LA DÉMOCRATIE EN DANGER
À tel point qu’on en arrive à se demander si, dans ce circuit raccourci, quelqu’un a pris la peine de lire le texte. Ce qui serait l’application à la lettre d’une « édition sans éditeurs », pour reprendre le titre du précédent livre de Schiffrin. La recherche du « coup » à tout prix conduit en tout cas à la prolifération de produits bâclés : « Pour publier des photos de chats et de la famille royale, pas besoin d’être éditeur ». Qu’importe, puisque le complexe du groupe qui intègre tous les médias, télévision, presse est là pour assurer la promotion ! Le secteur à coup sûr rentable du circuit éditorial est la distribution. Il importe donc de le mettre à l’abri. André Schiffrin prend pour exemple la décision immédiate de La Martinière de séparer l’activité d’éditeur du Seuil de son activité de distributeur, en procédant à un « changement crucial pour l’équilibre financier de la maison » par la création d’une société séparée, Volumen. Ce qui avait été une source majeure de revenus soutenant les efforts éditoriaux de la maison devenait un centre de profit indépendant. C’est là une manœuvre classique des conglomérats (…) On met une pression énorme sur le secteur éditorial une fois privé de son support le plus rentable. Peut-on échapper au contrôle de cette version « post-moderne » de Big Brother ? Un paradoxe est qu’il existe aujourd’hui une myriade de petites maisons indépendantes, grâce notamment à la simplification du processus de fabrication d’un livre. Beaucoup, telles que Aube, Verdier, Climats, La Fosse aux Ours (en province), Maurice Nadeau, Syllepse, La Fabrique, José Corti, Vatelier (à Paris), Complexe (en Belgique) et bien d’autres dont la liste remplirait plusieurs pages de La Quinzaine, si elles n’ont guère de poids économique, ont un réel poids intellectuel…

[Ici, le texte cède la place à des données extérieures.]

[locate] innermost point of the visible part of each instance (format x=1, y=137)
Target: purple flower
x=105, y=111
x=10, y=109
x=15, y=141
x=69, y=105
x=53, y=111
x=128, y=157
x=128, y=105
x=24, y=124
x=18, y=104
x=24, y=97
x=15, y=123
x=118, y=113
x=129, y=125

On souhaite qu’un effort de concertation pour une action coordonnée soit en cours. On souhaite a ussi que les auteurs, qui ne se sont guère fait entendre sur ce chapitre, s’expriment davantage. C’est vrai aussi qu’ils n’ont jamais été consultés. Après tout, sont-ils considérés autrement dans cette histoire que des « collaborateurs extérieurs »? Mais ce n’est pas une raison pour se taire, au contraire ! L’une des solutions que met en avant André Schiffrin, fondée sur sa propre expérience, est justement la création de sociétés à but non lucratif, au financement desquelles participeraient les auteurs, à l’exemple de ses propres « New Press ». Il cite aussi Ordfront en Suède qui repose sur une coopérative de lecteurs : « Quelques 30 000 personnes qui payent chaque année une somme modique (...) Si 10% seulement achètent un titre, Ordfront est à l’équilibre (…) ». Utopie peut-être. Mais sinon, la situation actuelle risque bien de déboucher sur cette alternative : ou bien les nouveaux investisseurs parviendront à la rentabilité qu’ils escomptent, et c’est le déclin assuré, la stérilisation, voire la disparition de l’indépendance de presque tout ce qui s’écrit et se publie en France ; ou bien ils y échoueront et pas fous, ils retireront leur mise pour la réinvestir dans des secteurs plus rentables (les OGM, par exemple). Il ne nous restera plus alors qu’à contempler le paysage après la défaite et à nous demander comment recoller les morceaux, si tant est que ce soit possible ».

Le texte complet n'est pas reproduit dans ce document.